Wednesday, 3 July 2019

None So Blind

It's the year 499 and None So Blind a new novel from Xenon. Set in the Gea, a country that is united in an ethnic, linguistic and cultural sense, but is disunited by politics

There are 15 states that are independent of each other, and the history of Gea has been a long story of warfare between them. And also the nations that surround Gea.

But for the preceding 25 years Troia has brought the independent states into an Empire that is quite formidable.

But the current Emperor is not very good at being an Emperor. He is weak, inept and not very effective. People are becoming dissatisfied with his rule and people jockey for position as the stench of betrayal fills the air of the Empire.
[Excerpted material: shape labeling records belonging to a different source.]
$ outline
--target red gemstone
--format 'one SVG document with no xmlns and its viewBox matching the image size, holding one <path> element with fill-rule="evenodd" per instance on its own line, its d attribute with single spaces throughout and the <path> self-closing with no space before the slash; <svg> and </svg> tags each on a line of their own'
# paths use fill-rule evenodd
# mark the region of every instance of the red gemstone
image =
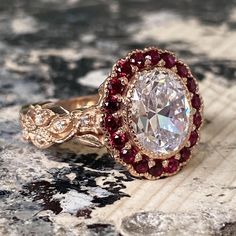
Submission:
<svg viewBox="0 0 236 236">
<path fill-rule="evenodd" d="M 116 112 L 120 109 L 120 102 L 116 96 L 110 96 L 105 99 L 103 108 L 109 113 Z"/>
<path fill-rule="evenodd" d="M 175 57 L 167 52 L 161 54 L 161 58 L 165 61 L 165 67 L 171 68 L 175 65 Z"/>
<path fill-rule="evenodd" d="M 184 64 L 176 64 L 178 75 L 181 77 L 186 77 L 188 75 L 188 69 Z"/>
<path fill-rule="evenodd" d="M 118 78 L 112 78 L 108 84 L 108 90 L 111 95 L 122 94 L 125 86 L 122 84 L 121 80 Z"/>
<path fill-rule="evenodd" d="M 152 65 L 156 65 L 161 60 L 161 56 L 157 50 L 152 49 L 145 53 L 145 59 L 150 60 Z"/>
<path fill-rule="evenodd" d="M 189 142 L 190 142 L 190 147 L 194 146 L 197 143 L 198 140 L 198 133 L 196 130 L 192 131 L 190 134 Z"/>
<path fill-rule="evenodd" d="M 168 160 L 168 166 L 164 168 L 166 173 L 172 174 L 178 170 L 179 161 L 176 160 L 174 157 Z"/>
<path fill-rule="evenodd" d="M 180 162 L 183 163 L 183 162 L 186 162 L 189 157 L 191 155 L 191 151 L 189 148 L 183 148 L 181 151 L 180 151 Z"/>
<path fill-rule="evenodd" d="M 149 167 L 148 167 L 148 161 L 146 159 L 143 159 L 139 162 L 136 162 L 134 164 L 134 169 L 139 173 L 145 173 L 148 171 Z"/>
<path fill-rule="evenodd" d="M 113 115 L 107 115 L 104 119 L 104 126 L 106 130 L 113 133 L 118 130 L 121 126 L 122 121 L 121 118 L 116 118 Z"/>
<path fill-rule="evenodd" d="M 196 82 L 195 82 L 193 77 L 189 77 L 188 78 L 188 80 L 187 80 L 187 87 L 188 87 L 189 92 L 191 92 L 191 93 L 195 93 L 196 92 L 197 85 L 196 85 Z"/>
<path fill-rule="evenodd" d="M 151 169 L 149 169 L 149 174 L 158 177 L 161 176 L 161 174 L 163 173 L 163 166 L 161 164 L 161 161 L 156 161 L 155 166 L 153 166 Z"/>
<path fill-rule="evenodd" d="M 198 94 L 195 94 L 192 98 L 192 106 L 196 109 L 201 107 L 201 99 Z"/>
<path fill-rule="evenodd" d="M 130 62 L 139 68 L 144 66 L 144 61 L 145 59 L 142 52 L 136 52 L 130 57 Z"/>
<path fill-rule="evenodd" d="M 117 63 L 116 70 L 120 77 L 125 76 L 129 78 L 132 75 L 132 67 L 130 65 L 130 62 L 126 60 L 120 60 Z"/>
<path fill-rule="evenodd" d="M 202 124 L 202 117 L 201 117 L 199 112 L 197 112 L 193 116 L 193 124 L 196 126 L 197 129 L 201 126 L 201 124 Z"/>
<path fill-rule="evenodd" d="M 120 152 L 120 157 L 125 163 L 132 164 L 135 160 L 136 154 L 137 150 L 134 147 L 131 149 L 123 148 Z"/>
<path fill-rule="evenodd" d="M 111 135 L 111 145 L 114 148 L 123 148 L 127 141 L 126 133 L 116 132 Z"/>
</svg>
There are plots against the Emperor and Diomedes, who is a swordmaster who is beyond the first blush of youth (to put it kindly)  is charged with the task of trying to unpick a viable plot against the Emperor. Diomedes is, however, a complex man and he is struggling with feelings of unrequited love for a woman who is, and things are getting a little complicated, here, the wife of a good friend, the life of whom is at risk.

It's an historical fantasy novel (the first in a series) which is set within a historical fantasy, which owes much to Classical Greek history.

The novel is extremely well-written and it takes you into the action from the first paragraph and will be a good read for people who like their fantasy to be heavy on factual possibilities and doing away with flying dragons and the like.

It's published by Matador at £9.99 and will make a great holiday read.